Does the dog die in Arizona Sunshine 2? I'll never tell!

Image: Vertigo Games / Arizona Sunshine 2
Image: Vertigo Games / Arizona Sunshine 2

Arizona Sunshine 2

Developer: Vertigo Games Publisher: Vertigo Games

Release Date: 12/5/2023

Review Score: 7

Quick Verdict:

Arizona Sunshine 2 is a fun, yet expensive game that really captures the joys of doggos and excitement of shooting zombies.


  • Buddy is awesome.

  • Shooting and loading guns is, well, a blast.

  • Melee weapons!!!

  • The serious moments peppered in and the big plot twist.

  • Just about everything with audio.


  • Game-breaking visual glitches and occasional bland textures

  • The constant barrage of less-than-funny jokes from our MC.

  • The price, oh my god the price.

  • The ending will not give any sense of satisfaction.

  • The flamethrower

Reviewer played Arizona Sunshine 2 on Meta Quest 3. A key was provided by the publisher.

Arizona Sunshine 2 is available on Steam, Meta Quest, and PlayStation 5.

Arizona Sunshine 2 is the first (of likely many) VR reviews I’ve ever tackled. While I’ve personally written plenty of reviews, I fired up my Meta Quest 3 and decided to jump right in.

Arizona Sunshine 2 checks some boxes for me on paper. I love first-person shooters, I’m a big fan of German Shepherd dogs, and I’ve been looking for a fully-fleshed-out experience for the new Quest 3. Did Arizona Sunshine 2 accomplish all that and then some? Well, let's dive in.

No man is an island

Image: Vertigo Games / Arizona Sunshine 2
Image: Vertigo Games / Arizona Sunshine 2

In Arizona Sunshine 2, you play as an unnamed zombie apocalypse survivor. In this one, the zombies are called “Freds”. Our hero has been on his own for a bit when we first jump into the game.

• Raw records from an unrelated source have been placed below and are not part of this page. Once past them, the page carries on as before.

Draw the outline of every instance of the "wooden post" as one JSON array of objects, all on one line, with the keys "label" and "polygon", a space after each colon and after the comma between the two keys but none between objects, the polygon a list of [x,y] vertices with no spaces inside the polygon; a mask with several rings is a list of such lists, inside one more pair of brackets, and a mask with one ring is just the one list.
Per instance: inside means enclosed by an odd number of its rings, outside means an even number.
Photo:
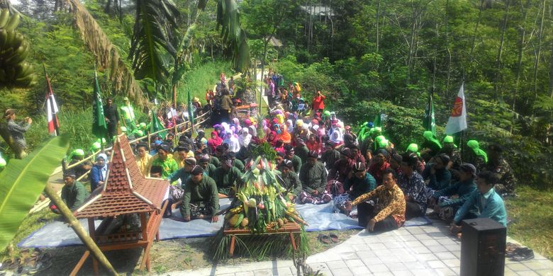
[{"label": "wooden post", "polygon": [[50,200],[56,205],[62,215],[67,220],[71,228],[73,229],[73,231],[75,231],[77,236],[79,236],[79,238],[84,243],[84,246],[86,246],[90,251],[90,253],[92,253],[92,256],[94,259],[97,260],[100,264],[108,270],[109,275],[117,275],[117,271],[116,271],[109,263],[104,255],[104,253],[100,250],[100,248],[99,248],[98,245],[94,243],[92,238],[86,234],[86,231],[82,227],[81,223],[75,218],[73,213],[69,210],[69,207],[67,207],[67,205],[66,205],[65,202],[64,202],[61,197],[57,195],[57,193],[56,193],[54,189],[49,185],[47,185],[44,188],[44,191],[48,195]]}]

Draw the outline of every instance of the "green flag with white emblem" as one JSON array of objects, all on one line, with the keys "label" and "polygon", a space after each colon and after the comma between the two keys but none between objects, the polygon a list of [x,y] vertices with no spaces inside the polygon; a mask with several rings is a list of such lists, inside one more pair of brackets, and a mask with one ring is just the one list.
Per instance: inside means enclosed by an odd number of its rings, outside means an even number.
[{"label": "green flag with white emblem", "polygon": [[92,134],[99,139],[107,138],[108,125],[104,115],[101,91],[94,71],[94,102],[92,105]]},{"label": "green flag with white emblem", "polygon": [[434,100],[432,93],[428,95],[428,103],[425,109],[425,117],[423,118],[423,127],[425,130],[431,131],[434,137],[436,137],[436,122],[434,116]]}]

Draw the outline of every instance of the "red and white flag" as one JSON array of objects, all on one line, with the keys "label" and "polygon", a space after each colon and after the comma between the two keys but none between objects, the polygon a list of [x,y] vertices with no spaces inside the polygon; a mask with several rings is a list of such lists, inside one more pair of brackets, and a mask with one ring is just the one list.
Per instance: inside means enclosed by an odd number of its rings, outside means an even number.
[{"label": "red and white flag", "polygon": [[445,134],[451,135],[467,130],[467,102],[464,100],[464,83],[461,84],[455,103],[451,110],[449,120],[445,126]]},{"label": "red and white flag", "polygon": [[54,93],[52,92],[52,86],[50,85],[50,79],[48,79],[48,74],[46,74],[45,69],[45,75],[46,76],[46,85],[48,86],[48,92],[46,92],[46,118],[48,122],[48,132],[50,134],[54,133],[56,136],[59,134],[58,128],[60,123],[57,121],[57,104],[56,103],[56,99],[54,98]]}]

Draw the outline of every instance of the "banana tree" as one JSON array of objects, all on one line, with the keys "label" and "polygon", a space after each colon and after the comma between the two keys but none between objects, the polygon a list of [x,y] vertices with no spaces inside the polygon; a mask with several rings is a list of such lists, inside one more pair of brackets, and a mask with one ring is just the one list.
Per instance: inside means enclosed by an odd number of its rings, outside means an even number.
[{"label": "banana tree", "polygon": [[10,160],[0,173],[0,250],[13,238],[68,147],[67,137],[50,139],[25,159]]},{"label": "banana tree", "polygon": [[[33,67],[25,61],[29,54],[29,44],[16,30],[19,19],[18,13],[10,15],[7,8],[0,10],[0,87],[27,87],[36,79]],[[0,136],[16,159],[26,156],[25,150],[11,138],[4,120],[0,122]]]}]

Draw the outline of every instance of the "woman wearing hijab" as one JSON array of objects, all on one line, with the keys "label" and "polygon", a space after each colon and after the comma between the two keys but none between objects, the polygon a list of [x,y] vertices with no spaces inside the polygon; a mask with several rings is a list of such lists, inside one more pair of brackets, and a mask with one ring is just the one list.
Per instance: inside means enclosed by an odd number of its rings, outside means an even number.
[{"label": "woman wearing hijab", "polygon": [[215,152],[215,149],[216,149],[217,146],[220,146],[221,144],[223,144],[223,139],[220,139],[218,133],[215,130],[212,131],[211,139],[208,140],[208,149],[209,149],[209,152],[212,154]]},{"label": "woman wearing hijab", "polygon": [[93,192],[96,188],[104,185],[106,173],[108,171],[108,156],[99,154],[96,156],[96,163],[90,170],[90,190]]},{"label": "woman wearing hijab", "polygon": [[270,144],[272,146],[274,146],[276,144],[276,141],[278,141],[276,139],[276,132],[269,132],[269,135],[267,137],[267,142]]},{"label": "woman wearing hijab", "polygon": [[230,130],[227,130],[226,134],[225,134],[225,139],[223,140],[223,144],[228,144],[228,150],[235,154],[238,153],[240,150],[240,144],[238,142],[238,138],[236,138]]},{"label": "woman wearing hijab", "polygon": [[242,129],[242,135],[238,137],[238,142],[241,147],[247,147],[250,145],[250,142],[252,141],[252,134],[250,134],[247,127]]},{"label": "woman wearing hijab", "polygon": [[194,139],[194,146],[196,149],[203,149],[207,145],[208,140],[206,139],[206,132],[203,130],[198,130],[198,135]]},{"label": "woman wearing hijab", "polygon": [[292,142],[292,136],[288,132],[288,127],[282,125],[281,132],[276,136],[276,139],[281,140],[284,144],[290,144]]}]

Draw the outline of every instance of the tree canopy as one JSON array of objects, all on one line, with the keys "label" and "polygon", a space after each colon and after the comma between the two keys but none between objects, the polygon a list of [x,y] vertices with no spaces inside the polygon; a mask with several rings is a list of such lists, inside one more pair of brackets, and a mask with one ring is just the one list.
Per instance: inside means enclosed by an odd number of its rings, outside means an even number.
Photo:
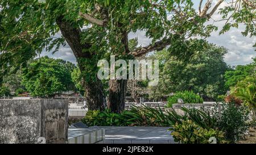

The start was a little jarring because it certainly took me a bit to get the hang of the controls without much of a tutorial. After initial target practice, our hero muses briefly about using the gun to end his loneliness before a bunch of freds come wandering in and a helicopter comes crashing in.

After trying to save the pilot and learning that the sole survivor is the trained German Shepherd on board. You bond with the dog and the real fun starts.

If there was anything that Arizona Sunshine 2 does that is unique in the Zombie Shooter genre, it has to be Buddy the Dog. Buddy serves as a companion for most of the adventure, taking out freds for you, grabbing ammo, and just being a generally good boy overall.

Our hero finds solace in having something around him that isn’t trying to kill him. In a way, it’s a little adorable.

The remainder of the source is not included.